There has also been strong criticism from leading Democrats, including Feinstein although she too does not say the leaks were politically motivated on behalf of the president.
"It's very, very disturbing. You know, it's dismayed our allies. It puts American lives in jeopardy. It puts our nation's security in jeopardy," she said. "When people say they don't want to work with the United States because they can't trust us to keep a secret, that's serious."
The senators were to hold meetings with the heads of the FBI and national intelligence on Thursday to discuss the leaks.
The White House has denied feeding classified information to reporters.
"Any suggestion that this administration has authorised intentional leaks of classified information for political gain is grossly irresponsible," said Obama's press secretary, Jay Carney.
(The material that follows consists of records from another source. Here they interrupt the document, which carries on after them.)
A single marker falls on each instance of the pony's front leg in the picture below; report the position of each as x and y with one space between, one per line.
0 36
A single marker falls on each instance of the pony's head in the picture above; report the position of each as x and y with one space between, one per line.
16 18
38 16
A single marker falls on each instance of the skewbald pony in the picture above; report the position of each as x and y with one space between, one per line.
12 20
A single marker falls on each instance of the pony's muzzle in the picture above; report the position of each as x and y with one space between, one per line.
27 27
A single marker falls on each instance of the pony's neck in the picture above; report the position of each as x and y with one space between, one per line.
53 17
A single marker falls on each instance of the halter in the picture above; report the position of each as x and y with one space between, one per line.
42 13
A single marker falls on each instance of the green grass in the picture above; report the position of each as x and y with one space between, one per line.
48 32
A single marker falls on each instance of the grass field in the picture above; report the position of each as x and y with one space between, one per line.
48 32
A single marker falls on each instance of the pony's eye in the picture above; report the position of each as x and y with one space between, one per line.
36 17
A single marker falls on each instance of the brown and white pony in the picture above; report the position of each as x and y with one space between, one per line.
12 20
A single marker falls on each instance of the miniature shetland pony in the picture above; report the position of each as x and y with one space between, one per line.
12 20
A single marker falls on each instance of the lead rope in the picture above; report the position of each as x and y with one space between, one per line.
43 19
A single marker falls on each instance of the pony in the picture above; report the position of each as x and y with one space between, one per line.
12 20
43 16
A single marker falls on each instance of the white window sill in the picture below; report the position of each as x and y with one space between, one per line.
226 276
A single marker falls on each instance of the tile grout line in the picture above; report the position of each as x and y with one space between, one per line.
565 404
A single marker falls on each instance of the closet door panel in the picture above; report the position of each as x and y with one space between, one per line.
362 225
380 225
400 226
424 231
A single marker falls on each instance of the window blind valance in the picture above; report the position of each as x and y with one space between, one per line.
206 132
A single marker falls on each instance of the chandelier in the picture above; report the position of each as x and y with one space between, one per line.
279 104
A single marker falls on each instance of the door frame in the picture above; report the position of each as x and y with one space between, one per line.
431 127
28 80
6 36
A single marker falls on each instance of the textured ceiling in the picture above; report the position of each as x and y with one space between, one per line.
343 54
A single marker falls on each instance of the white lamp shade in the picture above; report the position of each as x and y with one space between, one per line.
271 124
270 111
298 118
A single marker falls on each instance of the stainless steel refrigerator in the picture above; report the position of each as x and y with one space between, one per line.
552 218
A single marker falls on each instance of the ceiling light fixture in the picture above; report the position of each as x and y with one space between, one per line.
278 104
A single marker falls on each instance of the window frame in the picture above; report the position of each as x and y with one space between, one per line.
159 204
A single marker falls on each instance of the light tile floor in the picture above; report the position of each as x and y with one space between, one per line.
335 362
Suspicion has fallen on the administration because of the level of detail in the accounts that could only have come from senior officials in the know, particularly about the president's role in deciding who should be on the "kill list" for drone strikes.
Peter King, head of the House of Representatives homeland security committee, said the evidence points to information released at the highest level.
"You're talking about conversations among very small numbers of people in the Oval Office or in the national security council in the Situation Room," he told CNN. "We're talking about the people closest to the president. This isn't a big political gathering. We're talking about people with top secret clearances and it should be easy enough to find out who was at these meetings."
However, the investigation itself may amount to little more than an attempt to embarrass the president. If the information came from officials with White House approval then it would not be illegal.
Dean Baquet, managing editor of the New York Times, has defended the stories in the face of Congressional criticism that it has been a party to White House political manipulation. He said the rise in the use of drones and the increased use of cyber warfare should be part of a national debate. Baquet questioned whether politicians were missing the point in focussing on the leaks instead of the substance of the information that has been revealed.
"I wonder if only Washington is having the debate about [the stories'] timing, as opposed to what they actually said," he told the Huffington Post.